“If we continue to confess our sins, faithful is He and righteous to forgive us our sins and to cleanse us from every unrighteousness (1 John 1:9).”
We have now arrived at verse 9 of 1 John, a verse which seems to have created some confusion amongst Evangelical Christians concerning the discipline of the “confession of sins.” There are some well-meaning Christians that advocate the false teaching that redeemed believers are not required to confess their sins for any reason at all. It is claimed that the Christian is already justified in Christ, and his sins are forgiven him (Eph. 1:7). Why should the believer, then, confess his sins after being saved in Christ Jesus? Is it not true that all his sins are cleansed by the atoning death of our Savior? Worse, it may even be a sign of a lack of faith if the believer continues to confess his sins. Does he doubt the fact that Christ is able to forgive him of all his sins?

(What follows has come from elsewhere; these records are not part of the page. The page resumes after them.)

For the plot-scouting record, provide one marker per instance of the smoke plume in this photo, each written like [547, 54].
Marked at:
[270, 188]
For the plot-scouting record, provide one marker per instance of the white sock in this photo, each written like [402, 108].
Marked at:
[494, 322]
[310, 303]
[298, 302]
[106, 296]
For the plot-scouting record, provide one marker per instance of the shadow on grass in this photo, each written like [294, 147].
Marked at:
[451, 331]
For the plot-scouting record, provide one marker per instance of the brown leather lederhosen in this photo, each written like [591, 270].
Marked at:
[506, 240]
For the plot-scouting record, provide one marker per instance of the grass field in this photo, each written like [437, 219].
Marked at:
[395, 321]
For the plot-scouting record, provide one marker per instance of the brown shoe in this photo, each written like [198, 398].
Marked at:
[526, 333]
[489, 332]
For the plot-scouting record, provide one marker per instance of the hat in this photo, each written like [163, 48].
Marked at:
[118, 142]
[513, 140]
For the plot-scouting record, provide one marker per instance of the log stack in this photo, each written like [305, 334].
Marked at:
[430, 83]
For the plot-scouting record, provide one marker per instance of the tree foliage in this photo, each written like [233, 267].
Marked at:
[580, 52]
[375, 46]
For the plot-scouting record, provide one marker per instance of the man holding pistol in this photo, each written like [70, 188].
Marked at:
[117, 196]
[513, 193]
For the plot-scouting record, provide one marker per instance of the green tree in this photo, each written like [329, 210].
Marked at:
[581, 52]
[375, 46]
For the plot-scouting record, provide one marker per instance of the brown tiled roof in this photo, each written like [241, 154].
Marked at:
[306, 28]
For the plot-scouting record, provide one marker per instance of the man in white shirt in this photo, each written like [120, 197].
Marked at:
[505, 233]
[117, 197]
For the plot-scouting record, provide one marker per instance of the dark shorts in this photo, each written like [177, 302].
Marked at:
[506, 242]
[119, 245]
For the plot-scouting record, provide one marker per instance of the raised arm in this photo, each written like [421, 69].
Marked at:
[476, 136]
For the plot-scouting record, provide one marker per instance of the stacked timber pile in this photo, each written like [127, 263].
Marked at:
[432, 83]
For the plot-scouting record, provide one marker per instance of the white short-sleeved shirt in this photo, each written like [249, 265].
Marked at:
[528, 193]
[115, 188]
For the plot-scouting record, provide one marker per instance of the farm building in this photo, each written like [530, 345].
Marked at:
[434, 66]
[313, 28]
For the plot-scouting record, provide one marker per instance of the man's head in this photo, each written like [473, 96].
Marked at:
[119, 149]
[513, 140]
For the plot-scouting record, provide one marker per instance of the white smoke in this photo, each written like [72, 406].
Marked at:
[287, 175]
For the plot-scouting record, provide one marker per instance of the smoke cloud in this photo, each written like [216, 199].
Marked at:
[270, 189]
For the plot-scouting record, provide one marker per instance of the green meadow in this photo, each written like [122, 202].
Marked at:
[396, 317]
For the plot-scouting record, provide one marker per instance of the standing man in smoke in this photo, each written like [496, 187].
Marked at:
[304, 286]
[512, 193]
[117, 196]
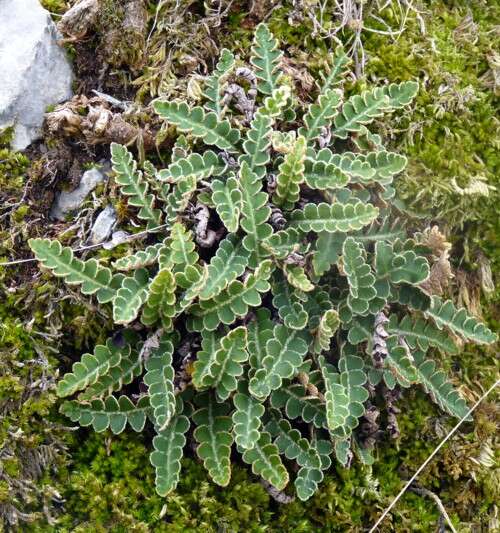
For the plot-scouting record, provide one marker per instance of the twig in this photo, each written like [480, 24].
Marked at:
[439, 503]
[91, 246]
[431, 456]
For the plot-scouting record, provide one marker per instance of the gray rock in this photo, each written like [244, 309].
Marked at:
[34, 69]
[67, 202]
[118, 237]
[103, 225]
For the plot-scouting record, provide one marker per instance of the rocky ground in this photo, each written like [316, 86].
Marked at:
[124, 53]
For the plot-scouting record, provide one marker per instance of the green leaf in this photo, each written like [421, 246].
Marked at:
[328, 325]
[195, 121]
[359, 276]
[140, 259]
[160, 302]
[297, 403]
[321, 114]
[247, 420]
[234, 301]
[284, 354]
[159, 378]
[327, 250]
[178, 199]
[130, 297]
[289, 307]
[266, 59]
[282, 243]
[400, 363]
[166, 458]
[441, 390]
[336, 398]
[402, 267]
[226, 265]
[266, 462]
[213, 434]
[445, 314]
[324, 176]
[254, 214]
[110, 413]
[195, 165]
[93, 278]
[91, 367]
[290, 175]
[420, 334]
[333, 218]
[297, 278]
[133, 185]
[227, 198]
[258, 140]
[205, 358]
[215, 82]
[260, 330]
[221, 371]
[360, 109]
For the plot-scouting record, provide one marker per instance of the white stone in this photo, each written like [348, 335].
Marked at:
[103, 225]
[34, 69]
[67, 202]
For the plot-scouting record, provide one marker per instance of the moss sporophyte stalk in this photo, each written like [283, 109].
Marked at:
[285, 297]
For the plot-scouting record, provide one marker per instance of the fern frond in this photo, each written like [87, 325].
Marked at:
[266, 462]
[333, 218]
[226, 364]
[140, 259]
[168, 447]
[336, 398]
[215, 82]
[199, 166]
[260, 330]
[359, 276]
[360, 109]
[254, 214]
[205, 358]
[91, 367]
[445, 314]
[400, 363]
[296, 402]
[213, 434]
[93, 278]
[321, 114]
[234, 301]
[178, 199]
[419, 333]
[324, 176]
[258, 140]
[290, 175]
[226, 265]
[328, 325]
[182, 247]
[160, 302]
[400, 267]
[205, 126]
[441, 390]
[110, 413]
[290, 308]
[133, 185]
[296, 277]
[284, 354]
[159, 378]
[266, 59]
[247, 420]
[129, 368]
[227, 198]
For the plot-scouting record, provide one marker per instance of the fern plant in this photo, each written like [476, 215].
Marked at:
[270, 338]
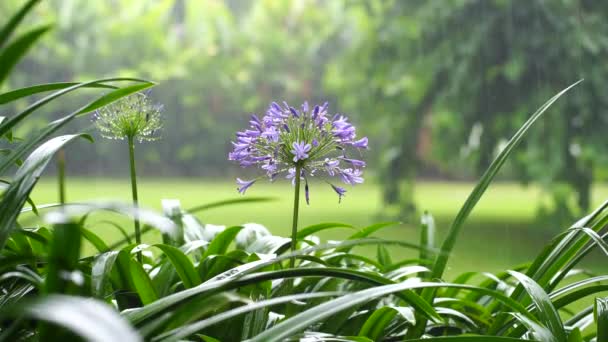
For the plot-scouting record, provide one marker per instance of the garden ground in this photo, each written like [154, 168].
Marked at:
[501, 233]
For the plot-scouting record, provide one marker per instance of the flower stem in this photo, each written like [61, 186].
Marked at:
[61, 175]
[134, 192]
[296, 206]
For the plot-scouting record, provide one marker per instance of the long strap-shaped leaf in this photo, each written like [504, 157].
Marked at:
[600, 312]
[7, 125]
[450, 240]
[53, 127]
[91, 319]
[208, 288]
[321, 312]
[183, 332]
[546, 311]
[17, 94]
[27, 175]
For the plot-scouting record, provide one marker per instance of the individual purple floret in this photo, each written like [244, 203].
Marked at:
[309, 139]
[244, 185]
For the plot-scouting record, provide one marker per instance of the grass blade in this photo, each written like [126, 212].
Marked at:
[27, 175]
[472, 200]
[16, 94]
[91, 319]
[183, 266]
[600, 312]
[546, 311]
[315, 228]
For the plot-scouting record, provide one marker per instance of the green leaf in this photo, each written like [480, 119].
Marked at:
[12, 53]
[95, 240]
[539, 331]
[220, 243]
[26, 177]
[90, 319]
[547, 313]
[7, 125]
[101, 271]
[427, 236]
[182, 265]
[377, 322]
[63, 275]
[450, 240]
[301, 321]
[384, 257]
[187, 330]
[12, 24]
[142, 283]
[304, 232]
[16, 94]
[469, 338]
[600, 312]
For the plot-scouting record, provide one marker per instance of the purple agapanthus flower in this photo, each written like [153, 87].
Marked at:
[309, 138]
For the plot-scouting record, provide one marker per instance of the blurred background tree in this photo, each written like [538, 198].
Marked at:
[464, 75]
[437, 85]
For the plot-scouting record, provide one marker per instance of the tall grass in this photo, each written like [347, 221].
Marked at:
[205, 283]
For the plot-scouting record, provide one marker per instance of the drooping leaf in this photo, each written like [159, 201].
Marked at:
[12, 53]
[91, 319]
[26, 177]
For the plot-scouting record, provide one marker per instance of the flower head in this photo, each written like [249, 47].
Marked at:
[308, 138]
[132, 117]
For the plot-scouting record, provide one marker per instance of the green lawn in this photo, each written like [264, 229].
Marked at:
[500, 233]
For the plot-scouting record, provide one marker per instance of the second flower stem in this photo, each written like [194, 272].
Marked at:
[134, 193]
[296, 206]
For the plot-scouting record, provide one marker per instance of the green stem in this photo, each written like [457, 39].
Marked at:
[61, 175]
[296, 206]
[134, 192]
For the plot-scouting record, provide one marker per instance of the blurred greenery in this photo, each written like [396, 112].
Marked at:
[501, 233]
[437, 92]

Such an understanding of Scripture confuses the position which a Christian has in Christ with his responsibility as a failing individual on earth. We must seek to understand what John is trying to convey to his readers here in 1 John 1:9. Firstly, is John speaking to unbelievers or believers? John is obviously not referring to unsaved individuals here, as the word “we” includes John himself. He is instructing Christians what to do with sins in their lives. While the sinner is to repent and believe in Jesus’ atoning work on the cross, the saint is to confess his sins. Merriam Webster defines the verb “confess” as “to acknowledge (sin) to God.” Thus, to confess is to own up or to admit that one has indeed committed the sin.
According to Wuest, “The verb [confess] is present subjunctive, speaking of continuous action. This teaches that the constant attitude of the saint toward sin should be one of a contrite heart, ever eager to have any sin in the life discovered for him by the Holy Spirit, and ever eager to confess it and put it out of the life by the power of that same Holy Spirit.” Robertson adds that the “confession of sin to God and to one another (James 5:16) is urged throughout the N.T. from John the Baptist (Mark 1:5) on.” But why should the Christian confess his sins? We must remember that the Christian is justified in the sight of the righteous God, and in legal terms we are indeed forgiven of all our sins - past, present and future. The NT, therefore, seems to convey to us a confusing message. On one hand, we are forgiven of all our sins as believers. On the other hand, we are commanded to confess our sins.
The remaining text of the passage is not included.